Kaytawaz told the republican media that public opinion polls were taken in the cities of Kazan, Chally, Elemet, Yashel Uzen, Bua, Aktanish, and Arsk.

Reportedly 63.5 percent of the voters intend to take part in the elections, the survey showed. Pensioners and the rural population are expected to produce the highest turnout in the vote, while the most passive segment of the population shows to be unemployed people. About 55-65 percent of the young people said they were interested in the elections.

Putin is reportedly attractive to voters because of his "young age, energy, and concrete deeds." His negative aspects are usually connected with the fact that he was "recommended" by former President Boris Yeltsin, that he used to work for Federal Security Service (FSB) and its predecessor, the KGB, and that he is viewed as a dictator by some voters. Putin has the most support among ethnic Russians, women, people with secondary education, and the residents of small towns and rural regions. Putin receives the least amount of support from ethnic Tatars, men, people with higher education, and residents of Kazan.
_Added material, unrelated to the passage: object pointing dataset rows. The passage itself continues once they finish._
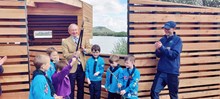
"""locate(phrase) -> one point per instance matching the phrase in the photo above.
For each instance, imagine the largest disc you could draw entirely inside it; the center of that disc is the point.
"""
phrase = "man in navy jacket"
(168, 49)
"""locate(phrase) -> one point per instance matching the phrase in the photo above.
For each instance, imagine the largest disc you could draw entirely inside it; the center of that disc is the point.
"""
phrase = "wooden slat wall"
(13, 42)
(199, 28)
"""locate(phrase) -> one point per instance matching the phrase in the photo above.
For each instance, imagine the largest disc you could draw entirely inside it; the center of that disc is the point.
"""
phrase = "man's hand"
(158, 44)
(122, 92)
(96, 74)
(88, 81)
(73, 61)
(2, 60)
(77, 54)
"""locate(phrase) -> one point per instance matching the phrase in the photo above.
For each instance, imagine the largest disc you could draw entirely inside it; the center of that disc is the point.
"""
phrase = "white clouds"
(109, 13)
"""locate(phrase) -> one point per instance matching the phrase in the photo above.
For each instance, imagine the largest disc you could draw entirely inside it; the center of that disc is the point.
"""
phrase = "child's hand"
(56, 60)
(58, 97)
(96, 74)
(122, 92)
(2, 60)
(73, 61)
(119, 85)
(77, 54)
(88, 80)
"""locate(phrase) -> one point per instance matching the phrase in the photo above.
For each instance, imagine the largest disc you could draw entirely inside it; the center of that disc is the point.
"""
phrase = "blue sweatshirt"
(169, 54)
(132, 87)
(98, 68)
(51, 70)
(112, 86)
(40, 88)
(1, 72)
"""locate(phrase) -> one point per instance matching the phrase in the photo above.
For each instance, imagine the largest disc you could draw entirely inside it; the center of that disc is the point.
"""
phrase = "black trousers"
(79, 76)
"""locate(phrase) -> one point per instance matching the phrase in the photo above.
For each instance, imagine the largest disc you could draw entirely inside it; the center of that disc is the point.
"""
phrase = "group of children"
(51, 81)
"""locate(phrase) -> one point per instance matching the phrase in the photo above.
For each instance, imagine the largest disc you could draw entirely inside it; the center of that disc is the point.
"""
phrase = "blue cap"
(169, 24)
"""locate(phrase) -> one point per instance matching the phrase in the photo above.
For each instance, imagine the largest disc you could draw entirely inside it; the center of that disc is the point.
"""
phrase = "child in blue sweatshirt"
(129, 78)
(168, 49)
(112, 76)
(41, 86)
(54, 57)
(60, 78)
(94, 71)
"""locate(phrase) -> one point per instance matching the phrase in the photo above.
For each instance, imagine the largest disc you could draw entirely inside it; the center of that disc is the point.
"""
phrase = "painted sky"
(110, 13)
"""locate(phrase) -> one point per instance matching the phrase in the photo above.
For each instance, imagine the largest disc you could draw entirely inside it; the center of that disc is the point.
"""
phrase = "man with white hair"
(69, 46)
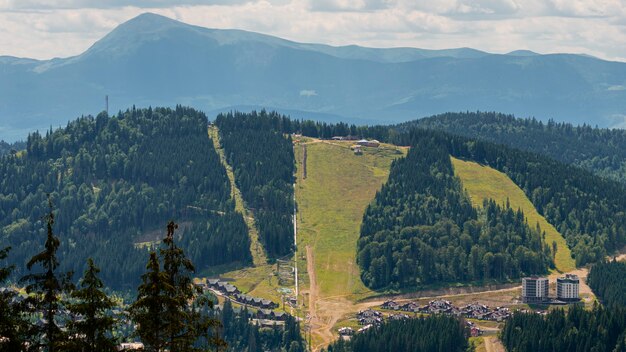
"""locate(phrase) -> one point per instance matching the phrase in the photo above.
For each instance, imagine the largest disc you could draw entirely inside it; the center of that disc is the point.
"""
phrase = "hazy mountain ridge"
(153, 60)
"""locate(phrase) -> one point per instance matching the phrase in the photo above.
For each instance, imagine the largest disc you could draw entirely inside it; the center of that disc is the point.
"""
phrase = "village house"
(398, 316)
(391, 305)
(346, 331)
(410, 307)
(130, 346)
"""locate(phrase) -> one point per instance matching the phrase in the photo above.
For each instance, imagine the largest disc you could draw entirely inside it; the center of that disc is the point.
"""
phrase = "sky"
(44, 29)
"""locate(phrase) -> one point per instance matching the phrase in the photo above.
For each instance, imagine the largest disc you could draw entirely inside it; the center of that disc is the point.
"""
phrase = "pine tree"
(45, 290)
(93, 331)
(11, 323)
(147, 311)
(180, 290)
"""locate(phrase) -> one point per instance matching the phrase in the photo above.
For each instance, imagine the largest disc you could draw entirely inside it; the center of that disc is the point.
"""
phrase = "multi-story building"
(535, 289)
(567, 288)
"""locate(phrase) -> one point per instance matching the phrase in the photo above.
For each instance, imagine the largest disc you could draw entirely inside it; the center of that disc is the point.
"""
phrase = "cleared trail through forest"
(258, 253)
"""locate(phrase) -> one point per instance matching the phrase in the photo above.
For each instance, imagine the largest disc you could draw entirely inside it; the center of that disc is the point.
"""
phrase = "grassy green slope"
(482, 182)
(331, 203)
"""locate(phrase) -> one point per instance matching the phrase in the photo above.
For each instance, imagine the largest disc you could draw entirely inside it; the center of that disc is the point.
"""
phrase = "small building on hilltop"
(371, 143)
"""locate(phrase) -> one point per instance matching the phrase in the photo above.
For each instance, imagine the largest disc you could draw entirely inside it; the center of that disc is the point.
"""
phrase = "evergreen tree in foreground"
(147, 311)
(93, 331)
(168, 308)
(11, 323)
(45, 289)
(180, 290)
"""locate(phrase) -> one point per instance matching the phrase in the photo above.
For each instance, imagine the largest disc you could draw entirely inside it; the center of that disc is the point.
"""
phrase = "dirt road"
(492, 344)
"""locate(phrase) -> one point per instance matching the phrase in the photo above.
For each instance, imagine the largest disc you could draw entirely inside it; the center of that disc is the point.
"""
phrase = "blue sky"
(45, 29)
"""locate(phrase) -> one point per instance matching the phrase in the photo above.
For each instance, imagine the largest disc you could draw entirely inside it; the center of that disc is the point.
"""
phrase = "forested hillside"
(6, 148)
(114, 180)
(437, 333)
(608, 282)
(577, 330)
(599, 150)
(263, 163)
(586, 209)
(421, 228)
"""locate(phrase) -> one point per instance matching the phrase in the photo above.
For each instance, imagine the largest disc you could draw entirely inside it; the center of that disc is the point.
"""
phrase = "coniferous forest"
(422, 229)
(263, 163)
(577, 330)
(437, 333)
(608, 281)
(599, 150)
(169, 313)
(113, 179)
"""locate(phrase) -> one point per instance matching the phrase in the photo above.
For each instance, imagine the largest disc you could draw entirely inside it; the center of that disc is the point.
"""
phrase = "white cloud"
(29, 28)
(616, 88)
(308, 93)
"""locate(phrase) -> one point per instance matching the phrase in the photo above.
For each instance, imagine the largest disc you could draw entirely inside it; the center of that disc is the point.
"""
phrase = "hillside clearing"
(482, 182)
(331, 202)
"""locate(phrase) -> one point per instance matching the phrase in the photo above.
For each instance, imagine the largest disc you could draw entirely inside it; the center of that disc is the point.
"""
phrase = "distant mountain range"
(154, 60)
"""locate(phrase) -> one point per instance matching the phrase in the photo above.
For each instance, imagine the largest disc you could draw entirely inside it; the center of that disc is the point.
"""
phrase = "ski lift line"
(295, 238)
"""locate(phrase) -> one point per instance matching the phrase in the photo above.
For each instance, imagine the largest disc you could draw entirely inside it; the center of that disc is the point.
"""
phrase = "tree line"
(577, 330)
(113, 177)
(169, 313)
(422, 229)
(607, 279)
(263, 163)
(57, 315)
(11, 148)
(599, 150)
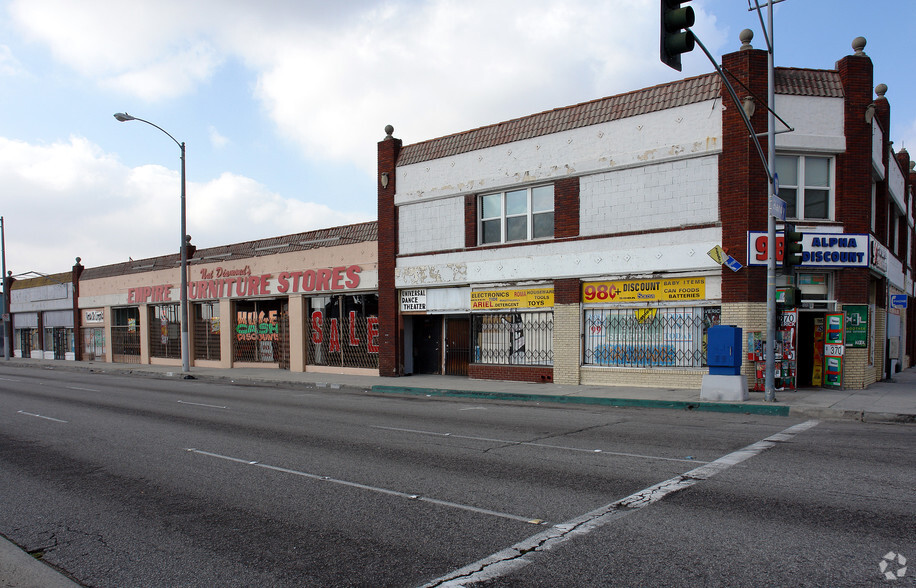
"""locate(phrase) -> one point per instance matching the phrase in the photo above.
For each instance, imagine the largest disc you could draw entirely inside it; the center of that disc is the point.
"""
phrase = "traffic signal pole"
(677, 38)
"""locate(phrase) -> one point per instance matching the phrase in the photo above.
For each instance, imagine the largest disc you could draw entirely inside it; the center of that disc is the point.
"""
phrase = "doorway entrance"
(810, 350)
(427, 345)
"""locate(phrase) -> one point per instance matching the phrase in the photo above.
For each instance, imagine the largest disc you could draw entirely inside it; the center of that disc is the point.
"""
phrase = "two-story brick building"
(571, 245)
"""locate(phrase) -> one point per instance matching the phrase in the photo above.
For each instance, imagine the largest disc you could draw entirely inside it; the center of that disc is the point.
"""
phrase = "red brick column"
(743, 184)
(853, 171)
(390, 335)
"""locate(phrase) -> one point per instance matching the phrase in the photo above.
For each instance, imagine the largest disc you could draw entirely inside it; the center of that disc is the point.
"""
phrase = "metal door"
(457, 346)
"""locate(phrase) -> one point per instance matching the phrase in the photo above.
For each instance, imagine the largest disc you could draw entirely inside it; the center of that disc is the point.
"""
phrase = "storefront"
(42, 313)
(480, 331)
(300, 302)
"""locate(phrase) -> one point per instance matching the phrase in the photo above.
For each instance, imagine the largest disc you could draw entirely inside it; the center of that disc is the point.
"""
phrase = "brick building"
(571, 245)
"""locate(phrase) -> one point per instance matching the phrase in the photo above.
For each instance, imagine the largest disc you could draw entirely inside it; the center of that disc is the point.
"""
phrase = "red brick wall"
(566, 291)
(470, 220)
(743, 182)
(853, 171)
(512, 373)
(566, 207)
(390, 335)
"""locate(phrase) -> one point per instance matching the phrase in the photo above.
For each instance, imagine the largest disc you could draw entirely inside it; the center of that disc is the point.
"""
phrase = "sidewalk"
(888, 401)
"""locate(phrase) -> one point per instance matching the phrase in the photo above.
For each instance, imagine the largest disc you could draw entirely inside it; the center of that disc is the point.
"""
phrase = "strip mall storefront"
(314, 309)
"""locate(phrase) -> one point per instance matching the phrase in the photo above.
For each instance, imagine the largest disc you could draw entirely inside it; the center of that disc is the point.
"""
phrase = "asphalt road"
(133, 481)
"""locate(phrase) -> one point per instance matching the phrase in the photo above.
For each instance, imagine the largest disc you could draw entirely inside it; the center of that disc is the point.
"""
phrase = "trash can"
(723, 350)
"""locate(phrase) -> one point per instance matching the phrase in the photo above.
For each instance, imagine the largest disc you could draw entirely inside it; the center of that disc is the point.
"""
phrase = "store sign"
(856, 325)
(257, 326)
(818, 249)
(834, 347)
(672, 289)
(335, 335)
(413, 300)
(512, 299)
(94, 316)
(223, 283)
(878, 257)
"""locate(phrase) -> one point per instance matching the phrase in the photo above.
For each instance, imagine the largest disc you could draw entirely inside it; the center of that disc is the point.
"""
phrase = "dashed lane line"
(519, 555)
(536, 444)
(406, 495)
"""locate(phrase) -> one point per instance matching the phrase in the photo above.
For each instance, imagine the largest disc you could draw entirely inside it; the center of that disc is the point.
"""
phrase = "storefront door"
(457, 346)
(427, 345)
(810, 349)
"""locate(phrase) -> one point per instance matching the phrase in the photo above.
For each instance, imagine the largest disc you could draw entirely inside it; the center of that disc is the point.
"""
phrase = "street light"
(185, 341)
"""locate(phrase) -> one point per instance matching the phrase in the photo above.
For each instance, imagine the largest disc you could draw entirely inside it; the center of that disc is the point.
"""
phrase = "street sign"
(717, 254)
(778, 207)
(898, 300)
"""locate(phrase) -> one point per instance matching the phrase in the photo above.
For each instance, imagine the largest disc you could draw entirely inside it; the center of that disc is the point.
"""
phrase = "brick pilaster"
(853, 169)
(390, 330)
(566, 207)
(743, 184)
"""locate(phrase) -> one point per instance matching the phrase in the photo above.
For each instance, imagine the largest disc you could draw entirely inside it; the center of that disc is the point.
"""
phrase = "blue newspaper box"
(723, 350)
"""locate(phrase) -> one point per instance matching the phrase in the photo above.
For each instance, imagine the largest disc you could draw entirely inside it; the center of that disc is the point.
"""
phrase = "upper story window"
(517, 215)
(806, 184)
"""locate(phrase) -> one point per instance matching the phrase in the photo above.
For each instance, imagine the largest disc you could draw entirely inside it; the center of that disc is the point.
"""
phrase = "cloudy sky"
(281, 102)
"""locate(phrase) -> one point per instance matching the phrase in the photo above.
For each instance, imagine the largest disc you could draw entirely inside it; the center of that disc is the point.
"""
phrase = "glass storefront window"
(512, 338)
(343, 331)
(648, 337)
(206, 331)
(165, 331)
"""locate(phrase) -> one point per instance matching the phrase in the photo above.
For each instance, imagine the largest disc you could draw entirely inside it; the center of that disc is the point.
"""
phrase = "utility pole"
(7, 333)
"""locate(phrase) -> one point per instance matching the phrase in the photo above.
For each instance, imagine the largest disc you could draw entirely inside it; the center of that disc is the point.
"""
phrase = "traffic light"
(675, 37)
(791, 247)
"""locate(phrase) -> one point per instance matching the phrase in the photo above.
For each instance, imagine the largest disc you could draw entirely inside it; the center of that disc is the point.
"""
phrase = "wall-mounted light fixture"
(749, 106)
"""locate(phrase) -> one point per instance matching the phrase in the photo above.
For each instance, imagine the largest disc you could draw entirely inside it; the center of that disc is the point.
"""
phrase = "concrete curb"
(20, 570)
(618, 402)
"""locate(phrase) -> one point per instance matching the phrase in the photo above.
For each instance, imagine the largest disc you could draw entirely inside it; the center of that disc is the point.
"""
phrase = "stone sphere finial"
(745, 36)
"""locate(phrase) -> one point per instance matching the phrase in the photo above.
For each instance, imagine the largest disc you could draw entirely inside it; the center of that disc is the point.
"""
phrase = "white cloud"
(9, 65)
(79, 201)
(332, 75)
(217, 140)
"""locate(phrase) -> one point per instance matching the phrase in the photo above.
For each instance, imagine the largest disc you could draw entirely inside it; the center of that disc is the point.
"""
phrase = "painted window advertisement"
(257, 331)
(343, 331)
(648, 337)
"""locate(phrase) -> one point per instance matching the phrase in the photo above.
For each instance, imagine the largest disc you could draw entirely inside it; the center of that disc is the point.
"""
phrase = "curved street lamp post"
(185, 340)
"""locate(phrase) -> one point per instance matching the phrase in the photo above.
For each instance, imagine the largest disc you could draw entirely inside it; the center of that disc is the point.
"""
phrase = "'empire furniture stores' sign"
(242, 284)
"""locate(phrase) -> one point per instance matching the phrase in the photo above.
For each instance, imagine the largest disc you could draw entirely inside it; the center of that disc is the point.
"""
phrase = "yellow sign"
(717, 254)
(663, 290)
(509, 299)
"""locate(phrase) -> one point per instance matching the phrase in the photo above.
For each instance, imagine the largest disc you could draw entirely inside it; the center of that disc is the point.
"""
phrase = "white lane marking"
(417, 497)
(515, 557)
(533, 444)
(40, 416)
(204, 405)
Tattelecom To Be Privatized
Tatarstan's minister of communications, Rinat Zalyalov, said at a press conference on 14 March that after the privatization of the state Tattelecom Company, it would inevitably merge with Kazan's City Telephone Networks. Tattelecom is currently a state-owned company, providing the telephone services to the entire republic. The deputy minister of communications on economic affairs, Lena Khamzina, told the AK&M agency the same day that the republican government planned to give the 25 percent package of shares in Tattelecom to its employees (with 5 percent for management) while retaining 75 percent of the shares. The calculated capital of the company is 800 million rubles. Reportedly Tattelecom offered its main partners -- Nokia, Siemens, Alcatel, Ericsson, and Iskra-Uraltel -- the chance to participate in the founding of a joint-stock company.